そんな兄夫を見て、圭は兄を裸族に誘う為の最後の一手を繰り出すことにした。
「じゃあさ、2人で一緒に水風呂に入ろうよ」
「水風呂、か?」
「そう♪ お風呂なら裸になってもおかしくないでしょ♪」
お風呂なら全裸でもおかしくない。圭は悪魔のささやきを御行にしてみせた。
「…………そう、だよな。風呂なら裸でもおかしくない。俺たちは夫婦なんだし、一緒に水風呂に入ってもおかしくない」
「そうそう♪ おにぃもまずはその汗ばんだ身体をどうにかしないと♪」
圭は御行の手を引いてバスルームへと移動していった。
「水シャワーって生き返る~♪」
圭は冷たい水を浴びながら涼を取っていた。
御行は沸かしていない水風呂に入ることで体のべたつきから解放されていた。
そして長い水風呂タイムが終わる。
「服を着ちゃうとまた汗がベタつくし。
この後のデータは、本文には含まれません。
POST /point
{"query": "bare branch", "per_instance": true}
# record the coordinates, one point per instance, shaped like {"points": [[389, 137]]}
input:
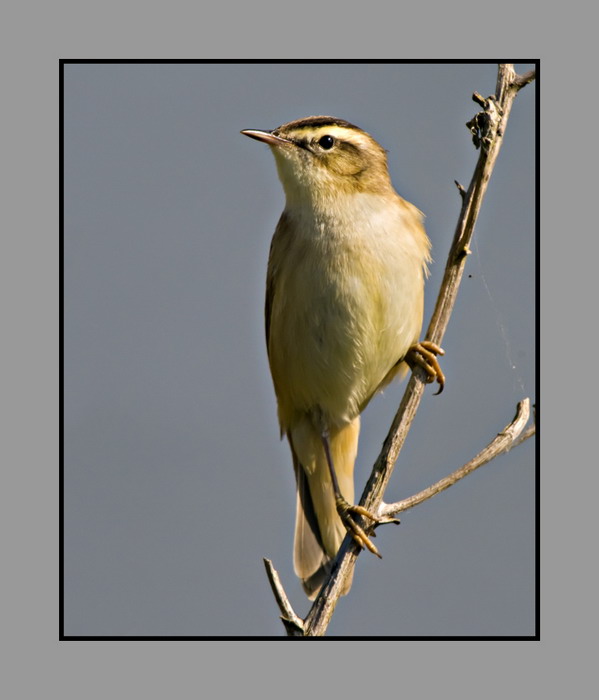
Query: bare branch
{"points": [[502, 443], [293, 623]]}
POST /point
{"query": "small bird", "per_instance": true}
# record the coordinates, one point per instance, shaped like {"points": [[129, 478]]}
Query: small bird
{"points": [[344, 307]]}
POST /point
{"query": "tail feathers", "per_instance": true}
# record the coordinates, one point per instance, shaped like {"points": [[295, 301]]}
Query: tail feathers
{"points": [[318, 528]]}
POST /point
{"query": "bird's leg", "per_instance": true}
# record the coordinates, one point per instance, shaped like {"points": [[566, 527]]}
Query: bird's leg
{"points": [[348, 512], [424, 354]]}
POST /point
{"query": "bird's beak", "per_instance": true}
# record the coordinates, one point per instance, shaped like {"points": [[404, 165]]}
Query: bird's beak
{"points": [[266, 136]]}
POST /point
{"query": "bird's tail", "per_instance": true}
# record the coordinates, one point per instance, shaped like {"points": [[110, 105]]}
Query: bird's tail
{"points": [[318, 527]]}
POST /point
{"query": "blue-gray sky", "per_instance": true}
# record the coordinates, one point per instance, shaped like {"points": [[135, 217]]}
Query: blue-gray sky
{"points": [[176, 484]]}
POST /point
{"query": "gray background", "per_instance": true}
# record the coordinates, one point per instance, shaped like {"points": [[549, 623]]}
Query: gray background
{"points": [[35, 661], [176, 484]]}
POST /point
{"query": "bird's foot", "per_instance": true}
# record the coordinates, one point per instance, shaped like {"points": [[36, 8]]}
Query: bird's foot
{"points": [[348, 514], [424, 354]]}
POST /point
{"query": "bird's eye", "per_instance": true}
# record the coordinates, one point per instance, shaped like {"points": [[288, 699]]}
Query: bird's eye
{"points": [[326, 142]]}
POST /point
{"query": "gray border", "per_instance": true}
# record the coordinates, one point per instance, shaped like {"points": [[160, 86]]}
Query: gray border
{"points": [[37, 660]]}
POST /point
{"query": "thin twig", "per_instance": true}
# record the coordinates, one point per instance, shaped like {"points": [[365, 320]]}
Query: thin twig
{"points": [[293, 623], [502, 442]]}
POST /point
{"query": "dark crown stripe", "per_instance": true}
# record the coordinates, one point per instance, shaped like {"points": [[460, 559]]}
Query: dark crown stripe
{"points": [[312, 122]]}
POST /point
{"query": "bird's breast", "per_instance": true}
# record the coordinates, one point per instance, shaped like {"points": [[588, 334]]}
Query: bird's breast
{"points": [[347, 305]]}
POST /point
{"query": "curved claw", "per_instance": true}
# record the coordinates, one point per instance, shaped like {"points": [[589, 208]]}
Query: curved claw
{"points": [[424, 354], [346, 512]]}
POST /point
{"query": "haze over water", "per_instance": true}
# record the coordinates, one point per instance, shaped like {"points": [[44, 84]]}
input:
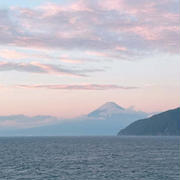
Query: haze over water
{"points": [[90, 158]]}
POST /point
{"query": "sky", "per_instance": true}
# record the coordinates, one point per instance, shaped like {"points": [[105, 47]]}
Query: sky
{"points": [[67, 57]]}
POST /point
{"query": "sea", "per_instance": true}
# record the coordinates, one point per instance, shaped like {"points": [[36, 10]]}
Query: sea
{"points": [[90, 158]]}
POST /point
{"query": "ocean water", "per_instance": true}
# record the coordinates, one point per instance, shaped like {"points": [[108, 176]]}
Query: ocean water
{"points": [[90, 158]]}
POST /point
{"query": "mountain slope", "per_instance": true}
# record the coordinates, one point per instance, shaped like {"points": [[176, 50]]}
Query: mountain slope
{"points": [[165, 123], [106, 120]]}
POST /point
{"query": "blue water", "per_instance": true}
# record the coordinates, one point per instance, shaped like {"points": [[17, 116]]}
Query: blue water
{"points": [[90, 158]]}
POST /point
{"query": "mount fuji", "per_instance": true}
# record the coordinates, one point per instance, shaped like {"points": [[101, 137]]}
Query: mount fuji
{"points": [[105, 120]]}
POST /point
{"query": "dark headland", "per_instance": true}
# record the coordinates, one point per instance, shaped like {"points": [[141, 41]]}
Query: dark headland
{"points": [[164, 124]]}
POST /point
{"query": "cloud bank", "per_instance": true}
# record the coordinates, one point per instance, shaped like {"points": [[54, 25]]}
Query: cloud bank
{"points": [[120, 26], [36, 67], [80, 87]]}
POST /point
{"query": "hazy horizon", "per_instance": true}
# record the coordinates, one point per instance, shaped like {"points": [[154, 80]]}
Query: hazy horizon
{"points": [[66, 58]]}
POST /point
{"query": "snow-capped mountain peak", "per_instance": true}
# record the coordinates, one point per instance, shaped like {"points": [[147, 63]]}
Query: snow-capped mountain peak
{"points": [[107, 109], [110, 106]]}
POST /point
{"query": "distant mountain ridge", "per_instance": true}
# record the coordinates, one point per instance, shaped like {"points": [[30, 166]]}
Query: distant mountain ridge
{"points": [[105, 120], [165, 123]]}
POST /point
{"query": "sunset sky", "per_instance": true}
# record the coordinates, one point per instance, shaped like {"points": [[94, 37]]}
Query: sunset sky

このまま裸でいようよ♪」
「…………そうだな。服を着ても結局は汗だらけになって洗濯物が増えてしまうだけだ。しばらく裸でいるか」
「うん♪」
兄の言葉に妹は嬉しそうに首を大きく縦に振ってみせた。
こうして令和の初夏に裸族な若夫婦が世田谷の地に爆誕したのだった。